Но я не дал усталости овладеть собой. Припав ухом к стене, я продолжал вслушиваться в тьму.
Сначала все было тихо, потом опять зазвучал – там, над сводом, – близящийся шаг. Отверстие в своде стало медленно-медленно раздвигаться. Хватаясь за скользкие выступы стены, я попробовал взобраться наверх, но тотчас же сорвался и упал, ударившись о какой-то твердый предмет: это была Книга забвений. Стараясь бесшумно двигаться (вдруг проснется Квагга), я отстегнул ей застежки и, пользуясь их петлями, стал быстро подтягивать свое тело, от выступа к выступу, пока рука моя не ухватилась за расползающиеся края выходного отверстия. Навстречу мне свесилась чья-то голова, но я, зажмурясь, коротким усилием выбросил свое тело наружу и, не оглядываясь, бросился вперед. После своих двукратных блужданий по зрачковому лабиринту я даже в темноте кое-как ориентировался. Вскоре навстречу мне из-под полуопущенного века забрезжил смутный свет. Выбравшись наружу, я выпрыгнул на подушку и зашагал, борясь с порывами встречного дыхания.

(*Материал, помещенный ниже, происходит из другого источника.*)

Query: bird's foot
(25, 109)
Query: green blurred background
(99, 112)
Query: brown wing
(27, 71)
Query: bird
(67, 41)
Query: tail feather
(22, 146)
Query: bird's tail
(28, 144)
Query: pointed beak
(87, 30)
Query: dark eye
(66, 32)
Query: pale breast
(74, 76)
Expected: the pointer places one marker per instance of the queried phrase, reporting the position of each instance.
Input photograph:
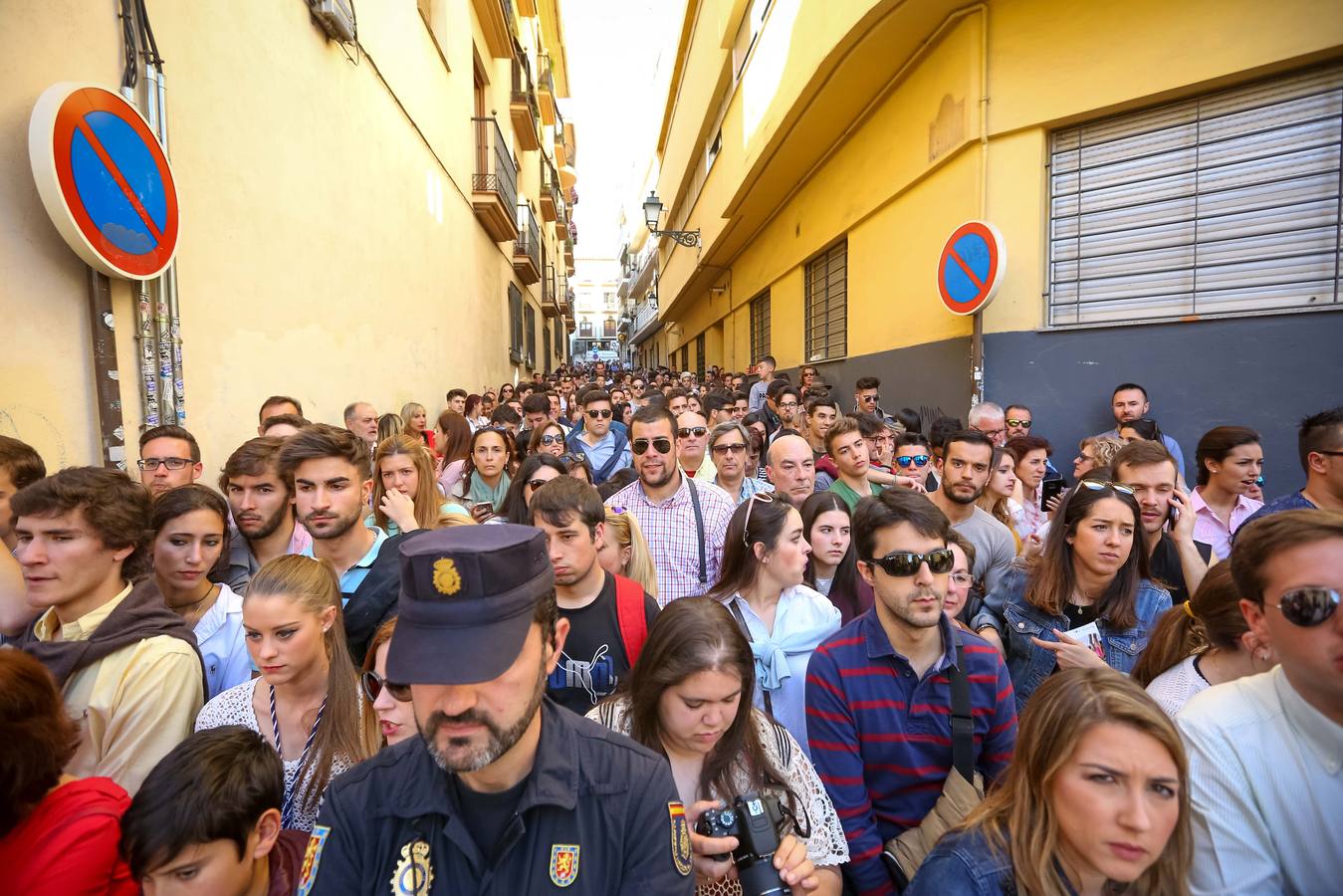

– А вдруг не он, не мой? – думал я, колеблясь между страхом и надеждой. И когда наконец в свете предутрия я стал различать мои гигантизированные черты, когда я увидел после стольких дней разлуки вас, хозяин, я поклялся не покидать вас более и никогда не шляться по чужим зрачкам. Впрочем, не как я, но как вы…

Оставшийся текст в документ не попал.